The Australian sharemarket is expected to open lower on Friday after stocks closed in negative territory in New York overnight as data-starved investors awaited the start of the quarterly earnings reporting season.
The S&P/ASX 200 index should begin about 0.4% weaker with futures trading putting the December share price index contract 38 points under the previous settlement at 8,957, which would be enough to more than erase the gains from the Australian benchmark on Thursday.
United States equities ended lower on Thursday (Friday AEST), retreating from record highs, as investors mulled the impact of the extended government shutdown including an absence of economic data, and looked forward to third quarter reports next week.
The Dow Jones Industrial Average gave away 0.5%, the S&P 500 dropped fell 0.3% and the Nasdaq Composite lost 0.1%.

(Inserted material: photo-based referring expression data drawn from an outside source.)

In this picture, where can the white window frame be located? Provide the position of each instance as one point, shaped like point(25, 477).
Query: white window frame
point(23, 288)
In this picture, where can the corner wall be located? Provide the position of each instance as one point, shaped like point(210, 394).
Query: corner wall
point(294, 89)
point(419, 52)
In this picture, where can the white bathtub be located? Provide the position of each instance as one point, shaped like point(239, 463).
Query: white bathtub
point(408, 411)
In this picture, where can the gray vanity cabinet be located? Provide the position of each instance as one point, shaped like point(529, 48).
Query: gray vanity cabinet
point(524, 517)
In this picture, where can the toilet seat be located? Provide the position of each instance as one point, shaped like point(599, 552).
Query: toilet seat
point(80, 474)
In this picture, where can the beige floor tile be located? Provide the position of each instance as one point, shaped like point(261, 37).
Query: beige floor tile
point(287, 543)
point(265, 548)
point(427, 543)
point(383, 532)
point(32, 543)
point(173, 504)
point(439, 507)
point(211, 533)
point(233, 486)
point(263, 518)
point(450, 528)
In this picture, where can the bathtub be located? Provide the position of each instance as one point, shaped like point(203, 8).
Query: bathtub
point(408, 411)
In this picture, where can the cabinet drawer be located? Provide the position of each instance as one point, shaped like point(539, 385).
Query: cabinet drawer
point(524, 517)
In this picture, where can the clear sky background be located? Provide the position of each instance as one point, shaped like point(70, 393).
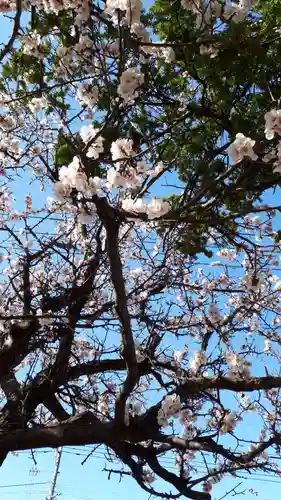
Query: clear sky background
point(23, 477)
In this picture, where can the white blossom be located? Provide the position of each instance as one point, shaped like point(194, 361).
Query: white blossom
point(241, 147)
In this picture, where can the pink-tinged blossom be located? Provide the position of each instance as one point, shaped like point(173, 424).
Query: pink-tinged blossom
point(241, 147)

"The earnings cycle is upon us and there's a wait-and-see in terms of whether we’ll see the same level of consistency of earnings growth in the coming quarter that we've seen in the last two quarters," Keator Group Managing Partner Matthew Keator was quoted in a Reuters story as saying.

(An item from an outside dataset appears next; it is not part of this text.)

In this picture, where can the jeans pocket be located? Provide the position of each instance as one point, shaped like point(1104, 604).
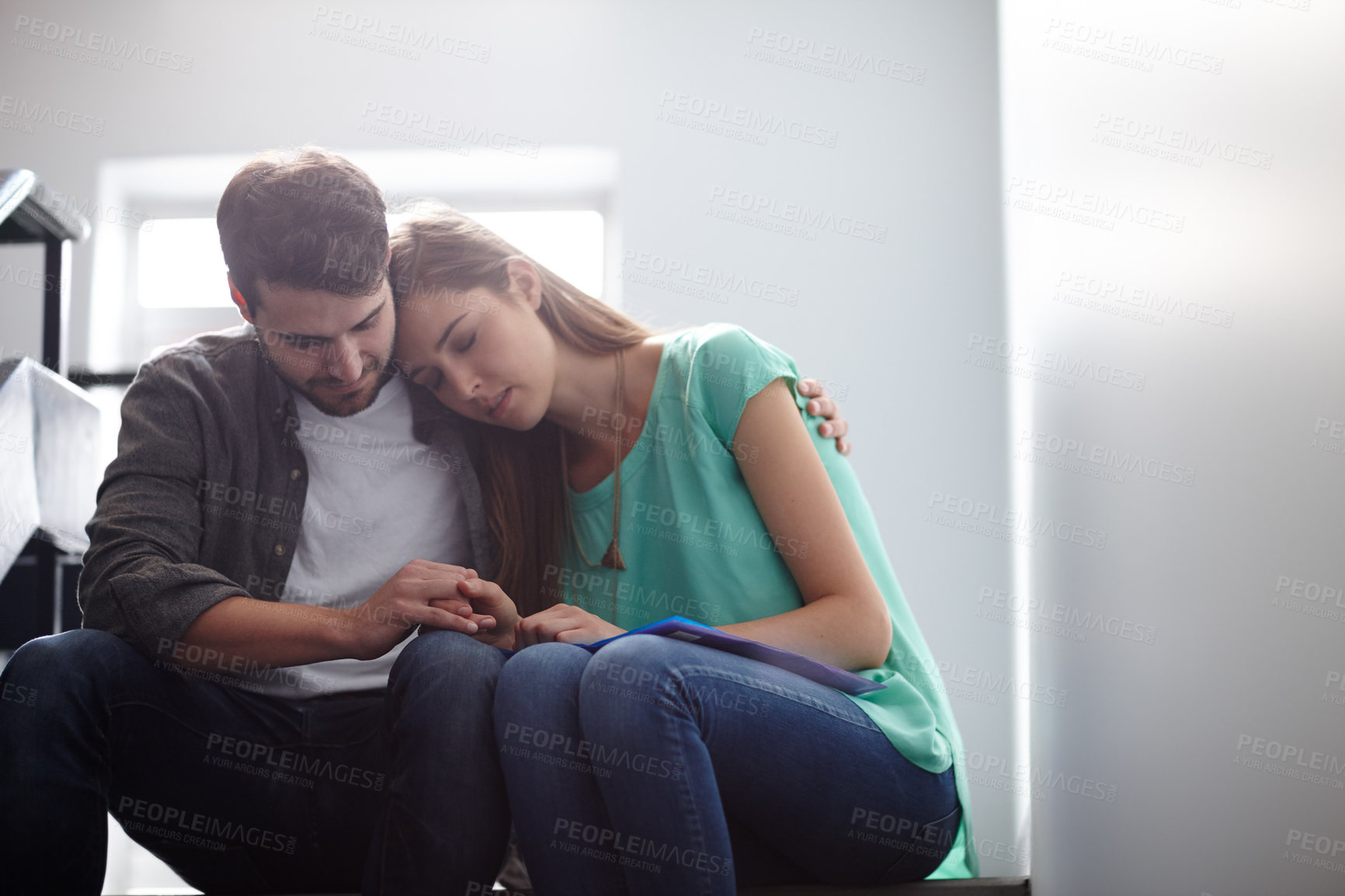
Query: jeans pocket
point(928, 846)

The Australian market had risen on Thursday, for the first time in four days, as gains in mining and consumer companies pushed the S&P/ASX 200 index up 0.3% to 8,969.8 points.
Burrell Stockbroking wealth adviser Adam Dight said that after a 23% rally in U.S. stocks over five months the market might dip 2% but this did not change its overall direction.

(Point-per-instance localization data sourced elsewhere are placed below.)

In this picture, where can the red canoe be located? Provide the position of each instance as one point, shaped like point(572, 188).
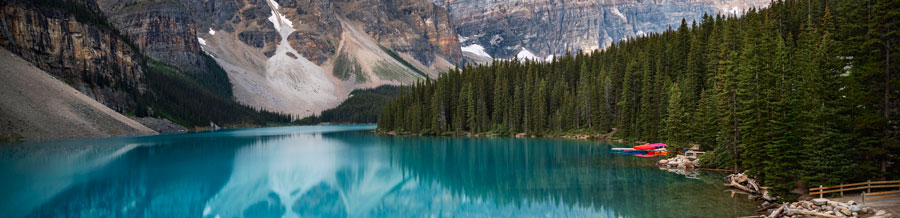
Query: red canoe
point(649, 146)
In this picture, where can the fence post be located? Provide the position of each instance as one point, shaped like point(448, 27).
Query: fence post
point(820, 191)
point(842, 189)
point(869, 185)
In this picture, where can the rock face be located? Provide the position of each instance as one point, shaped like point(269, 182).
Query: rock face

He said with the quarterly reporting season expected to be the best since 2019 Australian investors who had missed the rally may have to reconsider their bearish views on the exposure to U.S. stocks.
“For all of those people who are 90% long Australia and scared to go overseas because it looks too high, it's time for them to get a passport and go and see what's happening,” he said.
Today there will be interest in Reserve Bank of Australia Governor Michele Bullock and Assistant Governor (Financial Markets) Christopher Kent appearing before the Senate Economics Legislation Committee as the market considers the direction of Australian interest rates.
In fixed interest markets, the yield curve tilted down as yields on Australian Government bonds rose 0.11% to 3.534% over two years and fell 0.16% to 4.372% over 10 years.